What is Amazon Redshift?
- Redshift is Amazon's Analytic Database
- Redshift started as a 2005 fork of PostgreSQL (Version 8.0.2) by ParAccel
- ParAccel was a small (15 Engineer) company that failed in the market and has been shut down
- Amazon bought the ParAccel technology in 2011
- Redshift is NOT Open Source
- Amazon has contributed NOTHING back to PostgreSQL community
Amazon Redshift: Observations -
- No sophisticated query optimization or materialized views
- No integrated data mining or OLAP
- No table partitioning & constraints
- No cross-region disaster recovery
- Downtime required if node fails or cluster grows/shrinks
- Limited multiuser concurrency
- No rich data types (spatial, xml, comprehensive JSON)

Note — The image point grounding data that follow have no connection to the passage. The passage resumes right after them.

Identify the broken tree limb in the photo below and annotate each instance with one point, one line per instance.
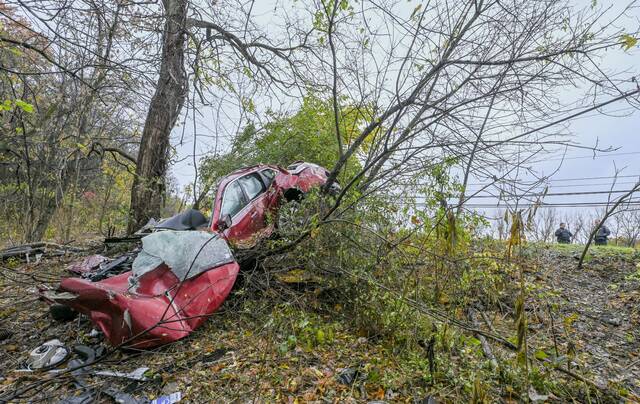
(42, 247)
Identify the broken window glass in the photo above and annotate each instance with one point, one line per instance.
(233, 200)
(252, 185)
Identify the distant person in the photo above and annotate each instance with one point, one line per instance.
(563, 235)
(601, 234)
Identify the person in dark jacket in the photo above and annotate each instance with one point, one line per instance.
(563, 235)
(601, 234)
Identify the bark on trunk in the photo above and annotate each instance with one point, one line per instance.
(148, 190)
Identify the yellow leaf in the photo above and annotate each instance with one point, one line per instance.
(628, 41)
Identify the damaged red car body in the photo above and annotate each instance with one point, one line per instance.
(183, 275)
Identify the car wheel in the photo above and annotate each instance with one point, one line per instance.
(60, 312)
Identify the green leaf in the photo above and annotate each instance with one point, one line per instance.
(25, 106)
(415, 10)
(628, 41)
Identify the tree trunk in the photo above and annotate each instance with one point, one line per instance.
(148, 190)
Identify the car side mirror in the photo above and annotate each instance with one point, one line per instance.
(225, 222)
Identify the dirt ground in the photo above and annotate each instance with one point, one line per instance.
(596, 313)
(586, 321)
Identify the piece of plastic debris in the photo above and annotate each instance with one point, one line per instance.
(48, 355)
(88, 264)
(168, 399)
(137, 374)
(536, 397)
(5, 334)
(60, 312)
(189, 220)
(87, 353)
(349, 375)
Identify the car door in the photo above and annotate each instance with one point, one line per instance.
(234, 203)
(255, 191)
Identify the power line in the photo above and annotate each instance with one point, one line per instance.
(589, 157)
(566, 179)
(552, 194)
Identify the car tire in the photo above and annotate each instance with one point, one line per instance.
(60, 312)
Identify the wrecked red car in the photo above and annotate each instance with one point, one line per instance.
(248, 198)
(181, 275)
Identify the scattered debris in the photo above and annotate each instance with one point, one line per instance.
(138, 374)
(5, 334)
(169, 399)
(87, 264)
(38, 250)
(177, 280)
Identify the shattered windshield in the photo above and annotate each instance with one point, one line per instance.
(186, 253)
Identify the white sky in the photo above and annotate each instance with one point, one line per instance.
(621, 131)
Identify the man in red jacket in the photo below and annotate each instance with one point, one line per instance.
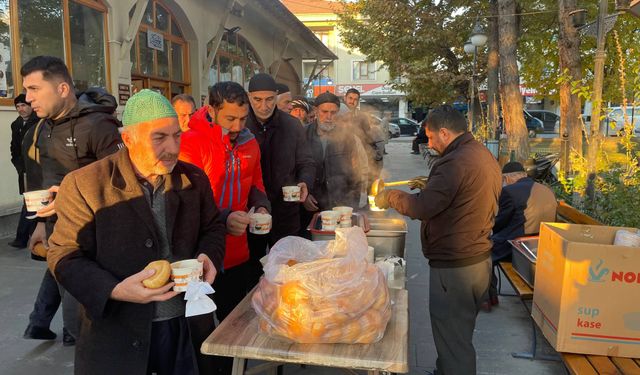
(219, 144)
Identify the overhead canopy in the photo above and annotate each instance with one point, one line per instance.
(302, 39)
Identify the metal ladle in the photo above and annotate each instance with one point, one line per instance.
(378, 185)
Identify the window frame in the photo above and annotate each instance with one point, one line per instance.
(371, 75)
(242, 58)
(16, 59)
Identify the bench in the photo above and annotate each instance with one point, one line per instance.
(525, 293)
(582, 364)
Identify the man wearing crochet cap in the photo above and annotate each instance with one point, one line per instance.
(117, 215)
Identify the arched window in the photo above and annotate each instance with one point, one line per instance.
(159, 56)
(29, 28)
(236, 60)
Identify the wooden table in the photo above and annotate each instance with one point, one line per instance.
(239, 337)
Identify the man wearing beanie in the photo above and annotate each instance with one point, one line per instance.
(284, 98)
(26, 119)
(77, 129)
(116, 216)
(285, 158)
(300, 109)
(523, 205)
(333, 147)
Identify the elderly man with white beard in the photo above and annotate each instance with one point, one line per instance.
(334, 150)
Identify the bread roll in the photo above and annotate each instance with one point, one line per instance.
(160, 278)
(39, 250)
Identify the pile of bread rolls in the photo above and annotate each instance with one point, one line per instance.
(312, 310)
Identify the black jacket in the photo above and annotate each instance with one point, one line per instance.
(87, 133)
(286, 160)
(336, 182)
(523, 206)
(18, 129)
(31, 157)
(458, 206)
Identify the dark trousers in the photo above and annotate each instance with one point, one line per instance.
(253, 268)
(171, 351)
(201, 327)
(493, 287)
(455, 296)
(25, 226)
(48, 300)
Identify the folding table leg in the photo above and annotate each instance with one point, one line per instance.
(534, 344)
(238, 366)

- No table indexing, so no real-time tactical queries
- Table level locking – Similar to Oracle version 5 from 30 years ago
What is Amazon Aurora?
- Aurora is Amazon's Relational OLTP Database
- Very new, released less than 3 years ago
- Started as a fork of MySQL 5.6
- Amazon modified the MySQL engine to integrate with their cloud storage and networking
- Amazon Aurora is NOT Open Source
- Amazon has contributed NOTHING back to MySQL community
Amazon Aurora: Observations -
- Cannot scale to large data size - no parallel SQL
- Aurora "Clusters" are really replicas that are not consistent with the primary and are limited to simple OLTP reads, no updates.
- No load balancing across "Clusters"
- Cannot remote replicate encrypted database.
- Single threaded remote replication.
- Poor support for complex SQL and analytics.
- Poor stored procedures.
- Data loss from restore or cross-region failover.
- Scale-up of database CPU's requires downtime.
Summary -
- NOT Compatible: Redshift & Aurora are not compatible with existing enterprise database applications. Which means: rewrite/re-architect the whole application stack.
- Less Functionality: They are missing decades of functionality.
- Move to Amazon Databases requires to -
- Throwing away decades of on-premises investments
- Plus expensive application rewrites and compromises.
- Lock-In: Cannot move to different cloud or bring back to on-premise once applications are deployed in Amazon's Redshift/Aurora.
It may be best to use the original PostgreSQL & MySQL since they can be move in and out of any Cloud (No Lock-In), free to use and provides lots of functionalities.